Many studies reported that voltage-defined LA remodelling increases with LA size [6-8] however not among LSPSAF patients [2]. It was suggested that the presence of functional LA enlargement due to AF persistence exclusively, seems not translate into atrial fibrosis. Three patterns of increased LA size in the LSPSAF population were proposed i) functional and at least partially reversible as a consequence of AF itself ii) secondary to other causes e.g. valvular regurgitation (primary or functional due to annular dilatation caused by AF) iii) a combination of both [2].
In our study cohort, 76%of patients presented enlarged RA. In the vast majority of cases (83%) RA indexed volumes were lower than LA volumes, in 11% it represented half of the LA volume. As RA maximum volume and the presence of RA enlargement correlated with the presence of LA enlargement, maximum LA volume and its area may suggest that increased RA size was the consequence of increased LA size in the context of AF persistence. It was previously reported that both LA and RA enlargement can develop as a consequence of AF in patients who had no evidence of significant structural or functional cardiac abnormalities other than AF [9]. This could explain why there was no association between RA size expressed in various parameters and LVA in our dataset. However, the presence of mild-to-moderate TR and LVH that correlated with RA enlargement and CHA2DS2VASc score ≥4 that correlated with RA maximum volume could suggest that increased RA size was, at least in some cases, secondary to other scenarios than AF persistence. It is worth noting that cases where RA indexed volumes were higher than LA volumes also correlated with TR and LVH. RA enlargement is a common finding in patients with pulmonary arterial hypertension and atrial septal defect, though unlikely in our study group, and was found to be associated with the increased prevalence of AF [10]. Hypertensive LVH, very common in our cohort, is the known causative factor of diastolic dysfunction and has been shown to affect right-sided cardiac morphology and haemodynamics [11]. Therefore, it seems that increased RA size among LSPSAF patients is multifactorial.

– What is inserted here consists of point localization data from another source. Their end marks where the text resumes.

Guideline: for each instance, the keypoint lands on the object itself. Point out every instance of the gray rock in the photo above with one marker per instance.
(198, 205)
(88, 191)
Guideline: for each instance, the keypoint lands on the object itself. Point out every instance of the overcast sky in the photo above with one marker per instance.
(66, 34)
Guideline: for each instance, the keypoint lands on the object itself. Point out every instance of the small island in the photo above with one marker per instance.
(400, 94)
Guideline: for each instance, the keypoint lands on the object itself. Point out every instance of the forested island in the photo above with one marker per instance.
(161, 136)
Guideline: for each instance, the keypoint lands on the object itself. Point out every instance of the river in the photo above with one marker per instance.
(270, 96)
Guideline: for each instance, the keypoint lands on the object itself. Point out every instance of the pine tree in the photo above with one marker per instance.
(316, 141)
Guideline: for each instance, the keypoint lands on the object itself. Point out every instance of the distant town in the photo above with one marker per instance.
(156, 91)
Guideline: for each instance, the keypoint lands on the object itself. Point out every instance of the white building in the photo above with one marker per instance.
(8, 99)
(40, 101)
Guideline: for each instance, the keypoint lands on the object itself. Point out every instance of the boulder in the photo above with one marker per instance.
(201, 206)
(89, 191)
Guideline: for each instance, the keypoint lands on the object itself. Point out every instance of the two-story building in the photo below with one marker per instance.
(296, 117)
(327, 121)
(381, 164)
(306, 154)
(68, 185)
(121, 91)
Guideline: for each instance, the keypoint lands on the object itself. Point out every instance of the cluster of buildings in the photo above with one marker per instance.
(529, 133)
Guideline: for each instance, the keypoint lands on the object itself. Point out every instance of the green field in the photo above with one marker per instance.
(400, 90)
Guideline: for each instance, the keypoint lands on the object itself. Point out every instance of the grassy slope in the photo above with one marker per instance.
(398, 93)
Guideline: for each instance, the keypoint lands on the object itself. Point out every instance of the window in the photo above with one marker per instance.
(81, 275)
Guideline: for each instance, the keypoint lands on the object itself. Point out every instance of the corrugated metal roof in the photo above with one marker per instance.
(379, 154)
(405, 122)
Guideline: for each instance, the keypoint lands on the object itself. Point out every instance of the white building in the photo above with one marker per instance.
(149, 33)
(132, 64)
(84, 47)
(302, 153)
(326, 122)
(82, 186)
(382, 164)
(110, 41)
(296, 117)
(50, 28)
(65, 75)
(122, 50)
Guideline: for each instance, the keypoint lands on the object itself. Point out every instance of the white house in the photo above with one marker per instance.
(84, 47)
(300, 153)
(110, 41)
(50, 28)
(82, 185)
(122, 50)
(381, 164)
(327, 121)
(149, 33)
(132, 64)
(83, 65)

The role of RA systolic (EF, SV) and diastolic (EI) function in the pathophysiology of AF persistence is yet to be analysed systematically. Moreover, due to the absence of established cut-off values [3]it is hard to assess RA function pattern. Accepting magnetic resonance-derived normative data [12] all patients presented severely decreased RA function. Larger RA volume index and lower RA EF have been shown to be a predictor of recurrence of AF after direct current cardioversion and were superior to LA parameters in one study [13]. In our study RA functional parameters were not associated with LVA. A clear interpretation of these findings remain unclear.